Development of food production in the mediterranean. Archaeological evidence shows that agriculture began in the Mediterranean region approximately 1000BCE, when early farmers began cultivating cereals, particularly wheat and barely, and legumes. They developed colonies amongst these regions, which had an ideal climate for crop growing, that is, hot summers and cool, wet winters. These communities also began domesticating animals , and archaeological finds have shown that they kept sheep, goats and pigs.
Much like Portugal and Gibraltar, Spain is situated on the Iberian Peninsula and is one of the largest country on the peninsula, making up approximately 85 percent of the landmass.
Throughout history, the food culture and cuisine of Spain has been influenced by a number of invading forces. Between the 6th and 7th centuries BCE, the Phoenicians, native to the Fertile crescent, arrived on the Iberian peninsula and were great maritime traders, bringing olive trees to Spain. In the 4th century, Greeks began moving into the coastal regions of Spain and brought highly developed skills in grain production and in methods of string grain. This increased grain production in the area dramatically and allowed the Greeks to export grain back to their home colonies. Throughout the 2nd century, the Romans arrived in Spain, who were knowledgable and had expertise in agricultural production and transportation.
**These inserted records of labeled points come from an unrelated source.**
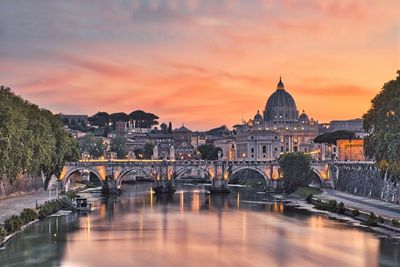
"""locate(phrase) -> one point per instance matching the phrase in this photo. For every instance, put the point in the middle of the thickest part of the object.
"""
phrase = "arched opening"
(133, 175)
(248, 177)
(77, 177)
(316, 180)
(192, 174)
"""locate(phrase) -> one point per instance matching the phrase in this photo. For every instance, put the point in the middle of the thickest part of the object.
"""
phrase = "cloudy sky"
(203, 63)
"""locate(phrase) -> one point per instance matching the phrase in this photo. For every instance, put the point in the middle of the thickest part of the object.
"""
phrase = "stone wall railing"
(23, 184)
(367, 180)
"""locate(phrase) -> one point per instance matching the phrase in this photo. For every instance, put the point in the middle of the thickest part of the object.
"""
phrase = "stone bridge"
(112, 172)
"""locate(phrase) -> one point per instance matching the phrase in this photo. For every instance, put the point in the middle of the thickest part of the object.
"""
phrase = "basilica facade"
(279, 129)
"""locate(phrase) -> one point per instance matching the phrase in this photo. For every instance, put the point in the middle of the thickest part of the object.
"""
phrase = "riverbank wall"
(367, 180)
(22, 185)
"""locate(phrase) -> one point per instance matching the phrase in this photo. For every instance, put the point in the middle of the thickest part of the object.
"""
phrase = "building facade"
(280, 130)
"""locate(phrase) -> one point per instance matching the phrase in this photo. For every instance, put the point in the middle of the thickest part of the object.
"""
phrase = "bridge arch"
(149, 173)
(236, 170)
(66, 174)
(184, 170)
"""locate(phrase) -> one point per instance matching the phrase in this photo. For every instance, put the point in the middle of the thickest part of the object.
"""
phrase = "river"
(192, 228)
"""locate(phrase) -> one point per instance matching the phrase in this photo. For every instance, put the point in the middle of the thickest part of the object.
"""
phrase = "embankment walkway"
(379, 207)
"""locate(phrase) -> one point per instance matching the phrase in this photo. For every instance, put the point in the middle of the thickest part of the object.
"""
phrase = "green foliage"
(170, 127)
(92, 145)
(100, 119)
(395, 223)
(148, 150)
(143, 119)
(28, 215)
(3, 233)
(331, 205)
(355, 213)
(31, 139)
(219, 131)
(71, 194)
(307, 192)
(382, 122)
(139, 153)
(118, 145)
(209, 151)
(13, 224)
(164, 128)
(331, 138)
(49, 208)
(372, 220)
(341, 209)
(296, 171)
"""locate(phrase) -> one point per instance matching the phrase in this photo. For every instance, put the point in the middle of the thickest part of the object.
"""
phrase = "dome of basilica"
(281, 107)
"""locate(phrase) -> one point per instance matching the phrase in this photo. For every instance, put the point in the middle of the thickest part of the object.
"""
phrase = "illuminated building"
(350, 150)
(182, 143)
(280, 130)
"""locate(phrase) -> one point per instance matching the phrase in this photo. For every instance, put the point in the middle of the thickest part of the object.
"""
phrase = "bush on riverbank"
(49, 208)
(306, 192)
(396, 223)
(331, 205)
(372, 220)
(13, 224)
(3, 233)
(355, 213)
(28, 215)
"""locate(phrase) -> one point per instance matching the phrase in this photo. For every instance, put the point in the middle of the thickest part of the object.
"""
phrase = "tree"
(139, 153)
(143, 119)
(92, 145)
(332, 137)
(170, 127)
(118, 145)
(219, 131)
(296, 171)
(148, 150)
(32, 139)
(382, 123)
(100, 119)
(164, 128)
(209, 151)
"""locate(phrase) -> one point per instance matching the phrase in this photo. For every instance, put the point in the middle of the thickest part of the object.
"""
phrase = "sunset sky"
(203, 63)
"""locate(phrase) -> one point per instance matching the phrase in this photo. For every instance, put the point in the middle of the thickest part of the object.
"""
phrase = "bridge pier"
(110, 187)
(164, 186)
(219, 184)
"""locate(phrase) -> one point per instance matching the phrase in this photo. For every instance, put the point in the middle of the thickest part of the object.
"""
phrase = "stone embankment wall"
(367, 180)
(22, 185)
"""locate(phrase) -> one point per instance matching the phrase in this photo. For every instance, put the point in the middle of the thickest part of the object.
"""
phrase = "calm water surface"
(192, 228)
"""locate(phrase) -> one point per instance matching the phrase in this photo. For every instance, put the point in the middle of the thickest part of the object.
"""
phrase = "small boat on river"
(82, 204)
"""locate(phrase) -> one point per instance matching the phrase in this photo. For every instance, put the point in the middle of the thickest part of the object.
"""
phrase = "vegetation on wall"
(209, 151)
(332, 137)
(382, 123)
(296, 171)
(118, 146)
(32, 140)
(92, 145)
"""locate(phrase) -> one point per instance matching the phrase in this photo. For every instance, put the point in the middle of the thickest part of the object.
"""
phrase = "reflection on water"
(192, 228)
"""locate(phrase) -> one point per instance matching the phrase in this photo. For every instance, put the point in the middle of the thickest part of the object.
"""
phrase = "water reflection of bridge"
(112, 172)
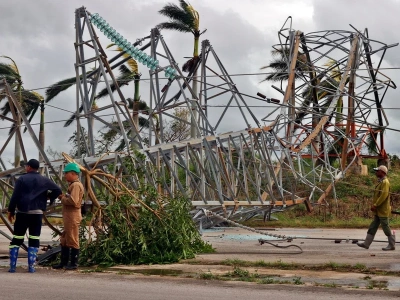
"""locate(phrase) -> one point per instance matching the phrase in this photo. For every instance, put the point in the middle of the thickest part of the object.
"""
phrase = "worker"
(381, 208)
(72, 217)
(29, 199)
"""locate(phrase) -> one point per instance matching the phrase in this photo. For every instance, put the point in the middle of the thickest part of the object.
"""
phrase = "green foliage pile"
(134, 234)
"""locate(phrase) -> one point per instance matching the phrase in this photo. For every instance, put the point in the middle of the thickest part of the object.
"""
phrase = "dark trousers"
(383, 221)
(22, 223)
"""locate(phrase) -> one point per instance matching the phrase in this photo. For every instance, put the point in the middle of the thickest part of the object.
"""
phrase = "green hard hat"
(72, 167)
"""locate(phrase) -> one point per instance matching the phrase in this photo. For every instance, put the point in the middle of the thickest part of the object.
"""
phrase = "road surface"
(62, 285)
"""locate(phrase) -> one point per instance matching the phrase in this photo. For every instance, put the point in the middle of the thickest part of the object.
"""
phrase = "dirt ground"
(308, 247)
With that they brought methods of food preservation, particularly air-drying fish, which boosted the fishing industry and also introduced stone fruits, like apricots, peaches, lemons and melons into Spain. The Moors arrived in 771 CE, who only remained in Spain for about 700 years but brought a significant influence on food culture. They introduced honey, citrus fruits, almonds and spices including cumin and saffron.
The meal structure in Spain is that lunch (almuerzo) is the main meal for the day. The Spanish begin their day with a light breakfast of coffee or pastry, followed by Lunch being a much heavier affair at around 2pm-4pm. Lunch includes a range of courses starting with a light soup or salad, meat or fish for the main course and a cake or Spanish flan afterwards. After lunch, they traditionally take a siesta which allows workers and farmers to take a a break out of the hot afternoon sun. Spanish people eat dinner late at about 9pm onwards, and is often a light salad or some tapas.